“Among other things, a uniform scienter standard for both Section 14(a) and Section 14(e) claims would avoid the inherent unfairness of subjecting companies to different liability risks simply based on whether they chose to pursue a transaction through a proxy solicitation or a tender offer.”
—Cory Andrews, WLF Senior Litigation Counsel 

(Washington, DC)—Washington Legal Foundation (WLF) today asked the U.S. Supreme Court to reverse a Ninth Circuit decision that, alone among federal appeals courts, holds that a stockholder need plead only negligence to state a claim under Section 14(e) of the Securities Exchange Act of 1934.

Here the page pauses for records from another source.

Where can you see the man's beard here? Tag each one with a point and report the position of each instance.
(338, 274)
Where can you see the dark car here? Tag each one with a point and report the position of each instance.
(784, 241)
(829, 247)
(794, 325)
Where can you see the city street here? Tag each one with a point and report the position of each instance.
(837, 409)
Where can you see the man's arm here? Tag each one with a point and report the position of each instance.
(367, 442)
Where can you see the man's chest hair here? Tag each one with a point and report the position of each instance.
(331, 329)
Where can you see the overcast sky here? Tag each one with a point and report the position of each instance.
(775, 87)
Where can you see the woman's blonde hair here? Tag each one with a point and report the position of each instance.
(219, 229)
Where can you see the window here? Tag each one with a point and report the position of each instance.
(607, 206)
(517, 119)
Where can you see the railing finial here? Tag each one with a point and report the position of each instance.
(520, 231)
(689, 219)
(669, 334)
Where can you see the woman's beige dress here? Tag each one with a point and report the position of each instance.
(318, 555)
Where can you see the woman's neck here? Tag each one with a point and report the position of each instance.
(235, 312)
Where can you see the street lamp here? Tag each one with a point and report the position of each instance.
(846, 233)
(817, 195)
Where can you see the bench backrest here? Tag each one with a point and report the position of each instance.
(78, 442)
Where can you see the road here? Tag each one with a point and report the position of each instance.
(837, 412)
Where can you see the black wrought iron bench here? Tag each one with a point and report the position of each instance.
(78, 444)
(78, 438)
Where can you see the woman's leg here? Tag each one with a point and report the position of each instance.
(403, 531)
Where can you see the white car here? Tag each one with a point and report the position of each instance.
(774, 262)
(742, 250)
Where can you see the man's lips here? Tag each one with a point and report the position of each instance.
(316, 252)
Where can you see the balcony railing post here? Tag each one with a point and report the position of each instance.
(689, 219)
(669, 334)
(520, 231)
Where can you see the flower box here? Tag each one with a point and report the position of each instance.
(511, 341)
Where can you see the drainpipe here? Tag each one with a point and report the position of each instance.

In its amicus brief in Emulex Corp. v. Varjabedian, WLF argues that Congress intended that a uniform scienter standard apply to all private actions under Section 14 of the Exchange Act. The Ninth Circuit’s negligence standard creates liability for conduct even if the violator does not intend to violate the law. In contrast, to properly plead scienter, a plaintiff must allege an actual intent to manipulate, defraud, or deceive. That higher mental standard, WLF contends, should apply to all alleged misstatements or omissions, whether the suit arises from tender offers under Section 14(e) or proxy solicitations under Section 14(a).

Despite the over 30-year gap between the passage of Section 14(a) and Section 14(e), WLF’s brief shows that the two provisions are closely related. Both sections provide a means of accomplishing the same end—a change in corporate control. While neither provision contains an express mental-state requirement, the legislative history confirms that a private action brought under either provision should be subject to the same intent threshold.

As WLF explains, a uniform approach to Section 14 is the only one consistent with the Supreme Court’s decision in Ernst & Ernst v. Hochfelder, which confirms that any reasonable statutory interpretation must also examine the overall purpose, framework, and function of Section 14 as a whole, including the closely related Section 14(a).  As WLF shows, a coherent interpretation of both sections will obviate the existing lower-court divisions and disparate standards that brought this case to the Court.

Lyle Roberts, George Anhang, and Daniel Sachs of Shearman & Sterling LLP provided WLF with substantial pro bono assistance in preparing its amicus curiae brief.